Help...Resilvering

Nightscar

Dabbler
Joined
Aug 16, 2016
Messages
49
Ok so I am lost.. no clue.
I have a 4 HDD NAS system running TrueNAS 12.0-U8.1
I recently had a degraded system because one of the HDD had some read errors.
So I ordered a duplicate 4TB HDD.. shut the system down.. pulled the bad HDD, put the new HDD in.. started the system aaaand. nothing.
Do I have to initiate the silvering? Why does it not do it on its own? How for the love of god do you initiate a silvering?
Did I do the process wrong in replacing the HDD?

Thanks for any help
 

artlessknave

Wizard
Joined
Oct 29, 2016
Messages
1,506
by default you have to initiate resilver yourself.
you can turn on autoreplace but thats CLI and isnt always wanted so its not on by default.
you go into your pool status and select the disk to replace (should show as offline)
 

Apollo

Wizard
Joined
Jun 13, 2013
Messages
1,458
Ok so I am lost.. no clue.
I have a 4 HDD NAS system running TrueNAS 12.0-U8.1
I recently had a degraded system because one of the HDD had some read errors.
So I ordered a duplicate 4TB HDD.. shut the system down.. pulled the bad HDD, put the new HDD in.. started the system aaaand. nothing.
Do I have to initiate the silvering? Why does it not do it on its own? How for the love of god do you initiate a silvering?
Did I do the process wrong in replacing the HDD?

Thanks for any help
It might help if you could find a link in your FreeNAS server to the documentation (referred as "guide").
Then you can read what might be the better course of action.

On a cautioned note, do you have an encrypted pool?
Otherwise, I think you can read-up on the TrueNAS archive at:
 

Nightscar

Dabbler
Joined
Aug 16, 2016
Messages
49
Thank you for the replies.
Yaaa I figured it out with the guide. I had issues with finding where to shutdown the HDD and accessing pool status was the issue.
I did setup the resilver priority in tasks for futures sake.

But I didn't know I had to go into pools and then pool status .. then shutdown the specific hdd, replace the hdd, then once I enabled it turned it back on the resilvering process started.
I figured as soon as I turned the system off ...put in the new HDD turn the system back on the resilvering would start automatically.

However question:
When you shut a HDD down like that, can you hot swap it out with a new one ?
Or should you shutdown the entire system?
Thanks again for the replies
 

NugentS

MVP
Joined
Apr 16, 2020
Messages
2,947
Depends on your hardware - does it support hotswap?
If so - you don't need to switch off
 

Apollo

Wizard
Joined
Jun 13, 2013
Messages
1,458
However question:
When you shut a HDD down like that, can you hot swap it out with a new one ?
Or should you shutdown the entire system?
It is kind of a tricky question.

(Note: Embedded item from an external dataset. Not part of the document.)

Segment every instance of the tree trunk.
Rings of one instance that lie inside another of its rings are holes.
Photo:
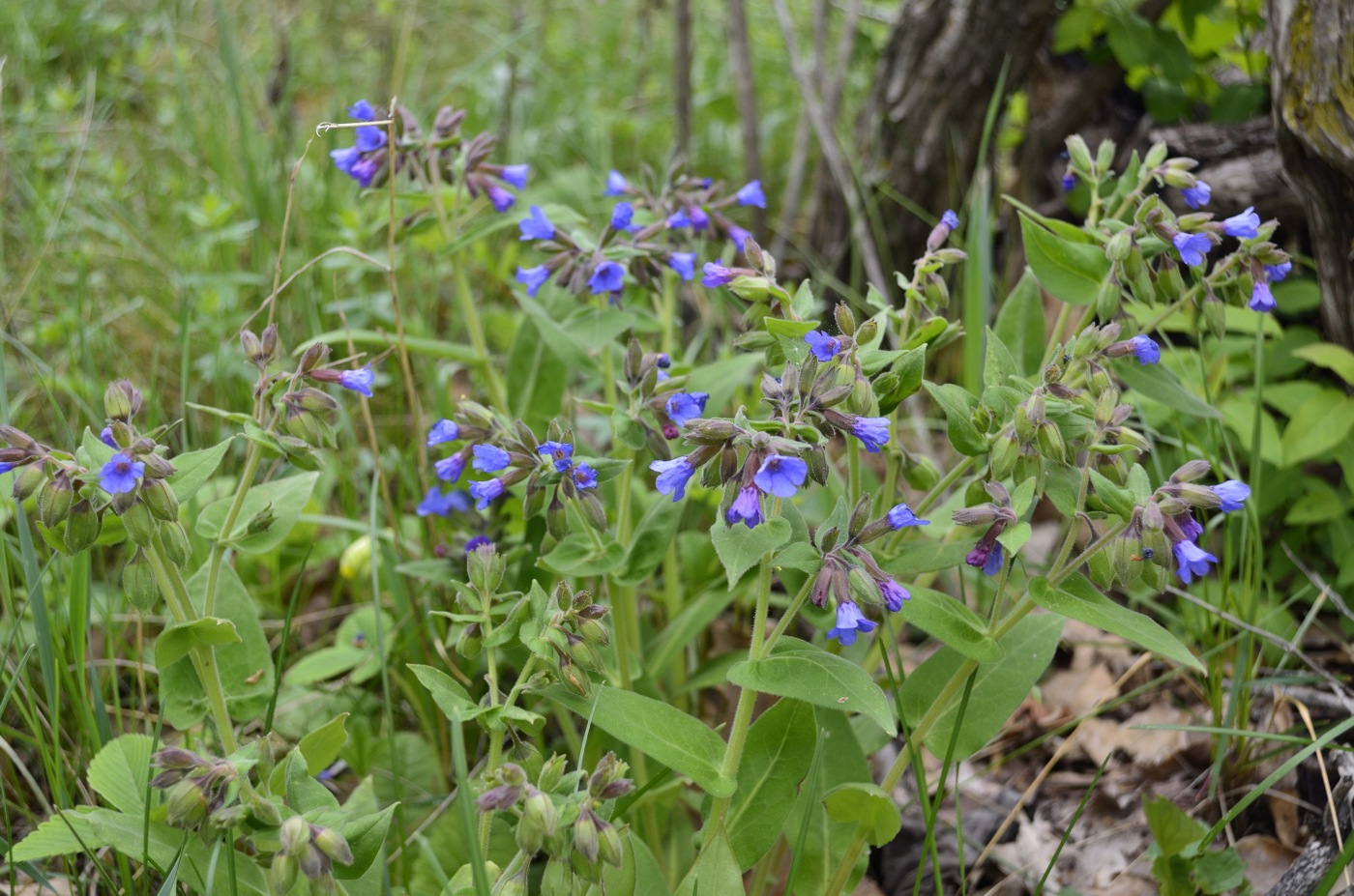
[[[1326,338],[1354,348],[1354,0],[1269,0],[1270,93],[1307,208]]]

Some motherboard have hot swapping capability set in the BIOS, however I do not know how it is supposed to work.
Doing a quick search online, it would seem hot swapping option allow the OS to prepare itself for clean HDD removal.
However, hot swapping has to be looked also at the power supply level.
If you have a HDD bay with removable drives, there is a chance the power supply to the HDD is turned off automatically upon opening the bay door. Same for closing the bay door, the power supply is expected to be cleanly re-enabled to the HDD.

Power management internal to the HDD should prevent the drive from spinning if 12V and 3.3V rail are not provided (might work with 12V only).
However, if the HDD is powered with the PSU SATA cables, then the insertion or removal of the SATA power plug could upset the power rails and could potentially interfere with the other drives causing the system to misbehave. This could potentially cause the system to crash or force HDD to disconnect. I would say you always take a risk this way.

HDD and motherboard or adapter boards are designed (should be) to handle ESD and transients due to inrush current without damage. However it may not prevent interference with the other drives.